Last year’s inaugural World Baijiu Day featured events in 20 cities, from Beijing to Brussels, from Shanghai to Sydney, from London to Los Angeles. We’re back for 2016 and, with six weeks to go, will be in even more cities for this year’s party on August 9.
Lots of people hate baijiu due to crazy ganbei sessions and hangovers that cause nausea at the mere sight of a bottle and/or due to aromas and flavors they fine weird and/or due to the strength of a spirit that often packs a punch at 52 percent alcohol.
That’s why our informal thee is “beyond ganbei“, namely, to try baijiu in terms of cocktails or liqueurs or beers or food pairings or even foods themselves such as the drunken shrimp pizzas by Gung Ho, deep-fried baijiu by Windy City and gummy bears by Alex J. The key word is try: many people outside China haven’t even heard of baijiu, despite it having more global sales than gin, vodka or whisky, and the idea is for them to at least give it a shot.
There are also people who have come to know and like baijiu, either via experiences in China or the growing number of brands, cocktails and infusions available in the world’s bars and restaurants. I talked to a half-dozen of them last year for a series called Confessions of a Baijiu Drinker and will be talking to more this year, too. Learn how these people first tried baijiu, what brands they like and some of their more amusing experiences:
- David Volodzko: “I returned to China in 2012 and cracked open a Red Star from time to time, but only as a means of letting loose. I couldn’t get into the flavor. When a friend from Guizhou asked if I liked baijiu, I hesitated, and he practically force-fed me several cups of Maotai. That was when the lights turned on.”

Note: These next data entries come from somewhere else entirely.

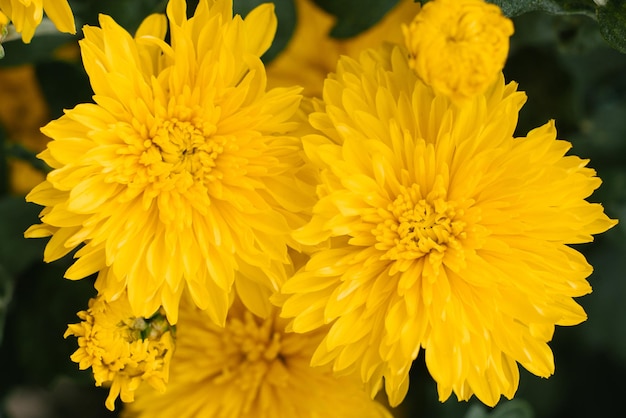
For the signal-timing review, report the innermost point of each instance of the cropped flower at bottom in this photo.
(442, 231)
(251, 368)
(122, 350)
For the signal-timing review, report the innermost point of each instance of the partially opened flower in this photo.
(311, 53)
(251, 368)
(443, 233)
(458, 47)
(184, 171)
(26, 15)
(122, 350)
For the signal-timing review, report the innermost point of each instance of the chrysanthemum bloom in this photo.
(311, 53)
(184, 171)
(444, 232)
(458, 47)
(26, 15)
(251, 368)
(122, 350)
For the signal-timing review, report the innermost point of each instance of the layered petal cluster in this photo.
(458, 47)
(311, 53)
(442, 232)
(251, 368)
(26, 15)
(184, 171)
(122, 350)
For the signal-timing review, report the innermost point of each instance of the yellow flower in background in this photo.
(184, 173)
(311, 53)
(458, 47)
(26, 15)
(251, 368)
(122, 350)
(23, 110)
(443, 232)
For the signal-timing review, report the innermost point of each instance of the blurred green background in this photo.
(562, 61)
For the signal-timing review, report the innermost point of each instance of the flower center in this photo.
(255, 349)
(181, 148)
(418, 226)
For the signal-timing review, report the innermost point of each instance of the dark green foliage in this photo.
(355, 16)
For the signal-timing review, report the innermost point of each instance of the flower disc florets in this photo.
(440, 231)
(185, 171)
(122, 350)
(250, 368)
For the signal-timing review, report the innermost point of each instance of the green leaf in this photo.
(41, 48)
(286, 15)
(477, 411)
(6, 294)
(612, 20)
(517, 7)
(355, 16)
(63, 84)
(16, 252)
(513, 409)
(128, 14)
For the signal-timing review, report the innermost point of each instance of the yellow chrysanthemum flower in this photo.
(444, 232)
(184, 172)
(122, 350)
(458, 47)
(311, 53)
(26, 15)
(251, 368)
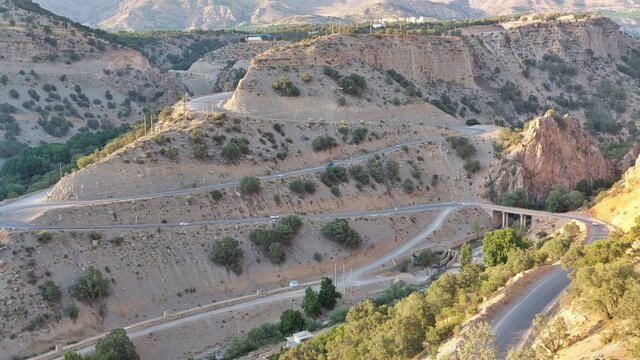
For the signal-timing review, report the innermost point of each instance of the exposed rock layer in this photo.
(554, 151)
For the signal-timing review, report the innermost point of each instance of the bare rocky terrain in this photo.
(539, 157)
(497, 74)
(418, 88)
(221, 70)
(152, 15)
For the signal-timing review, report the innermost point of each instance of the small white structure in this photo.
(298, 338)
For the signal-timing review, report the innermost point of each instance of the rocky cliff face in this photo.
(553, 151)
(621, 205)
(471, 68)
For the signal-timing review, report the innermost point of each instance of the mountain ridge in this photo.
(141, 15)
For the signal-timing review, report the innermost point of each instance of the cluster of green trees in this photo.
(291, 321)
(323, 142)
(34, 168)
(116, 345)
(422, 321)
(302, 186)
(314, 302)
(90, 285)
(274, 240)
(339, 231)
(285, 87)
(605, 286)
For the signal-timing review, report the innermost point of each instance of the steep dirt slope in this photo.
(553, 150)
(62, 79)
(621, 205)
(495, 74)
(144, 167)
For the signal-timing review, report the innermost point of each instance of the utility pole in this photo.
(344, 280)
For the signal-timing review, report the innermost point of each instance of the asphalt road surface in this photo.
(510, 326)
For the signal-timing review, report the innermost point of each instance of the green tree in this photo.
(322, 143)
(310, 303)
(601, 287)
(340, 232)
(90, 285)
(117, 341)
(50, 291)
(276, 253)
(628, 309)
(227, 252)
(291, 321)
(551, 335)
(478, 343)
(328, 295)
(393, 169)
(526, 353)
(249, 185)
(466, 255)
(497, 244)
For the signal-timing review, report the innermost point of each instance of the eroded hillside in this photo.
(145, 14)
(493, 74)
(621, 205)
(58, 79)
(552, 150)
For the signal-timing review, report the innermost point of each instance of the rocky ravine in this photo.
(554, 150)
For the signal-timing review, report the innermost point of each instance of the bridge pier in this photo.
(503, 219)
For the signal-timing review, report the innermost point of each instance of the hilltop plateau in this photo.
(151, 15)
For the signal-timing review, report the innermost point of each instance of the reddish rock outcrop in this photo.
(554, 150)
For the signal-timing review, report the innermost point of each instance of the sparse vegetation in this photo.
(323, 142)
(249, 185)
(235, 149)
(302, 186)
(90, 285)
(340, 232)
(334, 176)
(227, 252)
(50, 291)
(285, 87)
(353, 84)
(274, 240)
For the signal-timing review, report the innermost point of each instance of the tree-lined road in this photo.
(510, 326)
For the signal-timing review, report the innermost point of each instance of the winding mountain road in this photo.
(510, 326)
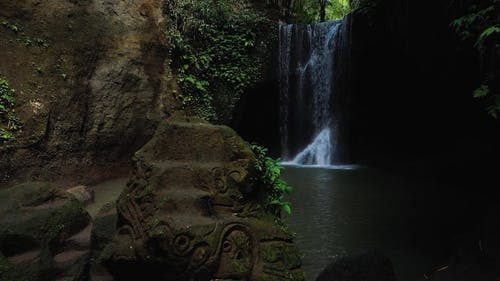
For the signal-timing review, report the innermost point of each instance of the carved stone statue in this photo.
(192, 212)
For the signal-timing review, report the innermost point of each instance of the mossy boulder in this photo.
(190, 212)
(35, 222)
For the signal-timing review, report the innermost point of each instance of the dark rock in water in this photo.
(41, 233)
(191, 212)
(365, 266)
(104, 226)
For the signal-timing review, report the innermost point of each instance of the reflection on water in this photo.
(337, 211)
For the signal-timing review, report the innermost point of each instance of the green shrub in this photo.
(269, 176)
(218, 49)
(479, 28)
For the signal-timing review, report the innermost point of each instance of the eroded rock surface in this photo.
(91, 80)
(191, 212)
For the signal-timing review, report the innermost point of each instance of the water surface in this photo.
(338, 211)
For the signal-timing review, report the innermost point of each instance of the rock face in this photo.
(43, 234)
(366, 266)
(191, 212)
(91, 80)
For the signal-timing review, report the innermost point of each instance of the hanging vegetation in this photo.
(218, 50)
(480, 28)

- Lao San: “…during my three years in Wuhan, I discovered that locals actually drink baijiu like the French drink wine—as something to be sipped and appreciated rather than knocked back between bites of food. It was there that I also tasted a wide range of baijius from fiery hot to smooth and subtle. It was then that I began to appreciate the diversity of baijiu.”

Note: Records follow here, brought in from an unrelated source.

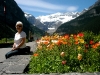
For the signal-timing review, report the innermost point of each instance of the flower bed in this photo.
(69, 53)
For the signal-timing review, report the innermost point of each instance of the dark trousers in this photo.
(19, 51)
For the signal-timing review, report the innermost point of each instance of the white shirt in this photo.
(18, 37)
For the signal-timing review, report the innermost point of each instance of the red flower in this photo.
(91, 42)
(64, 62)
(80, 34)
(66, 36)
(86, 46)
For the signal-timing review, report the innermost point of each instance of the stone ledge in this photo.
(14, 65)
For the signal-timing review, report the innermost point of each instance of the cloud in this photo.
(42, 6)
(37, 10)
(72, 8)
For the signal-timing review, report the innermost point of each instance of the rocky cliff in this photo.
(12, 14)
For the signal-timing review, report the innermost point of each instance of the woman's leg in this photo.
(11, 53)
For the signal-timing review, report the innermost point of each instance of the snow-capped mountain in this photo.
(63, 17)
(34, 21)
(53, 21)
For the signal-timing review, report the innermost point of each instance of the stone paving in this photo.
(16, 65)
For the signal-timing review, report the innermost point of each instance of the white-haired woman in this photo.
(19, 41)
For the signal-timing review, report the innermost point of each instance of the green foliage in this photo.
(82, 56)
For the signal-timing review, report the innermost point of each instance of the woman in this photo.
(19, 41)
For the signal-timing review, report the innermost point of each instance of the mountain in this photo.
(34, 21)
(53, 21)
(88, 21)
(9, 18)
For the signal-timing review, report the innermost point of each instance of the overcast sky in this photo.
(45, 7)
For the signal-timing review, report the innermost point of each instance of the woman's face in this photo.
(19, 27)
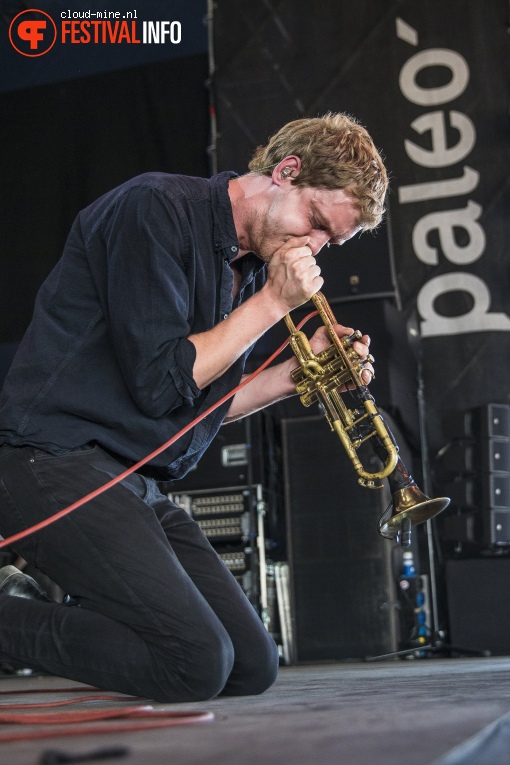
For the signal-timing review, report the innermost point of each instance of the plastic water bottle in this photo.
(408, 569)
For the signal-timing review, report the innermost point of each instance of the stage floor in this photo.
(400, 712)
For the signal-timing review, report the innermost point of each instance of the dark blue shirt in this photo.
(106, 357)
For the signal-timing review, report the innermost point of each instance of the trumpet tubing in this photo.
(319, 378)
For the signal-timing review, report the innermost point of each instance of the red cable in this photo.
(93, 494)
(151, 718)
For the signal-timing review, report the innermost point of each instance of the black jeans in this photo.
(159, 615)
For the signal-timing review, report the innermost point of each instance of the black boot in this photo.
(15, 582)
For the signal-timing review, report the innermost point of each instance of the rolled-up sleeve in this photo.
(147, 303)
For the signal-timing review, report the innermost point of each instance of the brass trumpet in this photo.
(318, 378)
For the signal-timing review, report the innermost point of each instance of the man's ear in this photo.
(287, 169)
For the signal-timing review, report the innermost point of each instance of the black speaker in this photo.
(342, 585)
(478, 597)
(478, 462)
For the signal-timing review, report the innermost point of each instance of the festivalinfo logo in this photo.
(33, 32)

- Paul Mathew: “There were techniques similar to agricole rum production, flavours reminiscent of tequila and grappa, clay pot ageing that was new to me, and a whole new classification system for spirits based on their fragrance. Whilst the flavours were initially quite new to me, it was great to taste things analytically and that helped to pull out the styles that I enjoyed more, and to pair them with things in cocktails.”
- Nick van Leeuwen: “I am a big fan of strong-flavored baijiu. My three favorite baijius are Mengzhilan, Wuliangye and Shuijingfang. As a foreigner calling Beijing home, I also can’t go past a bottle of light-flavoured erguotou with some local friends.”

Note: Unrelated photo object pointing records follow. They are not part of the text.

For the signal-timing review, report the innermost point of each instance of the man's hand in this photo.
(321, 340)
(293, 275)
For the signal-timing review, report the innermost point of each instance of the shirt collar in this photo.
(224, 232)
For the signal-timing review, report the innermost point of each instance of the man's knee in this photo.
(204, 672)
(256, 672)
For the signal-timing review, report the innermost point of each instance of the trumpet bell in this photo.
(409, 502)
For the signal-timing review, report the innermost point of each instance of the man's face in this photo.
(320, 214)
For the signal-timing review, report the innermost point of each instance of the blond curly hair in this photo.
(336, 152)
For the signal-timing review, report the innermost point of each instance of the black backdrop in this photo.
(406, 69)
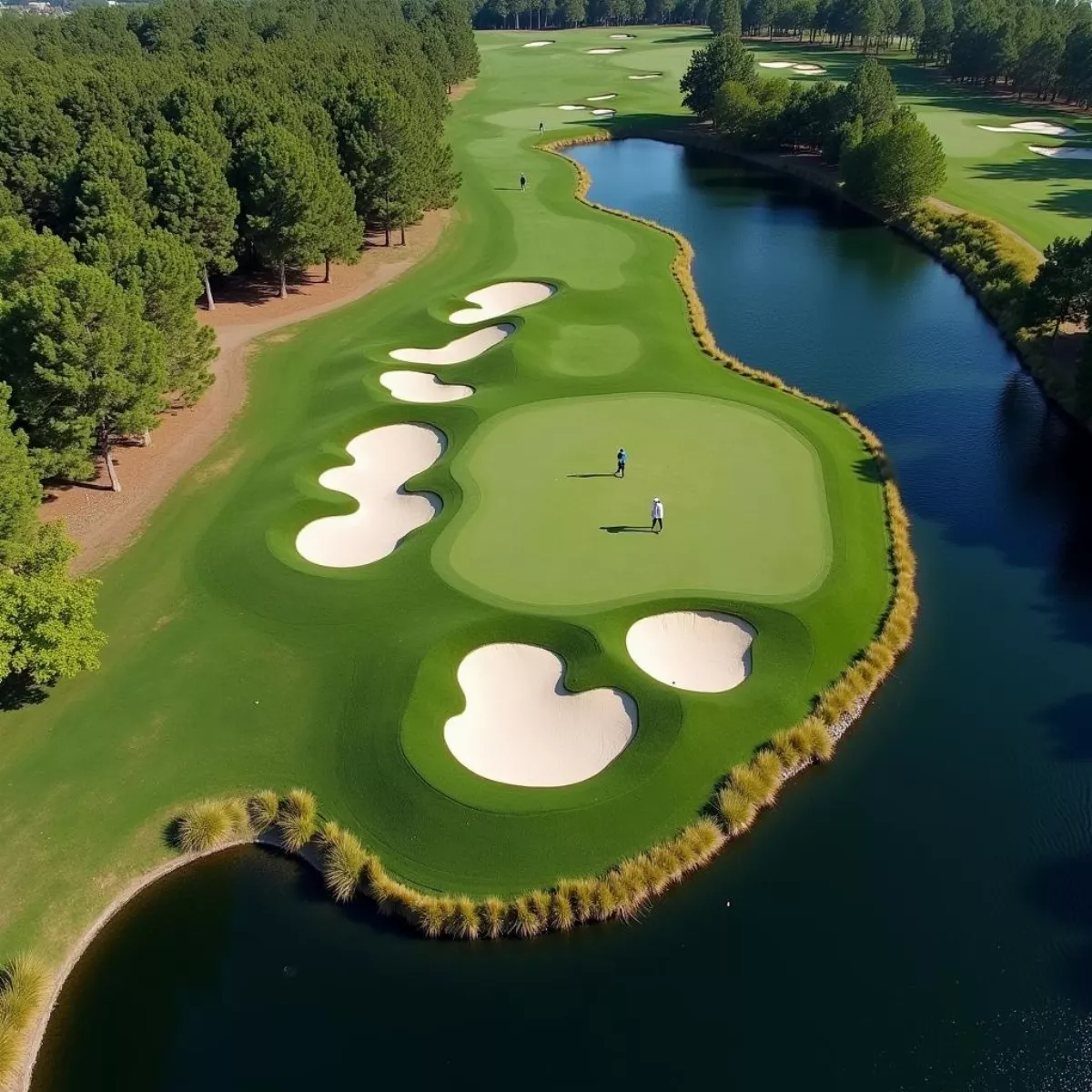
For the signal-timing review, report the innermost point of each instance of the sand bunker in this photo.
(693, 650)
(500, 299)
(383, 460)
(522, 727)
(1062, 153)
(458, 352)
(421, 387)
(1044, 128)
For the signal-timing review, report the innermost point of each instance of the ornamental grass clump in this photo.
(561, 915)
(527, 920)
(494, 916)
(22, 991)
(263, 807)
(344, 861)
(203, 825)
(298, 819)
(735, 809)
(464, 923)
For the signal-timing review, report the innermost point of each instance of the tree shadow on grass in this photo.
(16, 692)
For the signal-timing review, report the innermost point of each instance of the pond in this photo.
(916, 915)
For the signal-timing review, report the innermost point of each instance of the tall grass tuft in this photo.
(344, 861)
(22, 991)
(432, 915)
(265, 807)
(298, 819)
(737, 812)
(494, 916)
(561, 915)
(205, 824)
(583, 899)
(463, 923)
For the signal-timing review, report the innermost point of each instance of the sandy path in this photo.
(104, 522)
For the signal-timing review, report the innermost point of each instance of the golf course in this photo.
(410, 580)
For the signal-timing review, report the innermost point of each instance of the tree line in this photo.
(145, 152)
(885, 157)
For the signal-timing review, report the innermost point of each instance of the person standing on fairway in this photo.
(658, 514)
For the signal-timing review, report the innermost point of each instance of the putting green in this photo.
(551, 528)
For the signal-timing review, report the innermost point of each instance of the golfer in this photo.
(658, 514)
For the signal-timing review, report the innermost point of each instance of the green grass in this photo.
(234, 665)
(989, 174)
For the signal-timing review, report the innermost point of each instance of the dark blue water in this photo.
(916, 916)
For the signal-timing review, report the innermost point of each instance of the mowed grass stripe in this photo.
(233, 665)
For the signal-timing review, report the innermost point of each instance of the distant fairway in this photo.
(746, 516)
(988, 173)
(236, 664)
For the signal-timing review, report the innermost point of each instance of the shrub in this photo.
(298, 819)
(344, 861)
(203, 825)
(263, 808)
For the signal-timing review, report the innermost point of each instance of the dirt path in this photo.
(104, 522)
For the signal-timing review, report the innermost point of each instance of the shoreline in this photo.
(844, 703)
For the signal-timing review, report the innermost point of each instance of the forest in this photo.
(143, 152)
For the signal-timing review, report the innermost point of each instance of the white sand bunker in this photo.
(1044, 128)
(1062, 153)
(423, 387)
(693, 650)
(500, 299)
(383, 460)
(458, 352)
(522, 727)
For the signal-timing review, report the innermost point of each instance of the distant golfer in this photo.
(658, 514)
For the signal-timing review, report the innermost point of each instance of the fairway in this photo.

- Derek Sandhaus: “My first attempt at a tasting involved buying two or three bottles and bringing them out to dinner with some friends. I remember we had a cheap bottle of Moutai and some Luzhou Laojiao on the table… You wouldn’t have known them for the same liquor if they weren’t both labelled baijiu… This was a bit of an a-ha moment for me.”
- Andy Benson: “No matter what type of baijiu, the best part for me is the drinking “ritual”. This includes the order of the toasting, the ability to show respect by lowering the rim of your glass, and even being the one who must drink if the tail of the fish at dinner is pointing at you!”
- Jim Boyce: “It was 1999, we were in Inner Mongolia checking off the sleep-in-a-yurt box and a tour guide told us it was still Chinese New Year. He opened a bottle of baijiu and threw some on the campfire. His grin as it exploded into flames should have served as a warning but instead we wanted to try a shot.”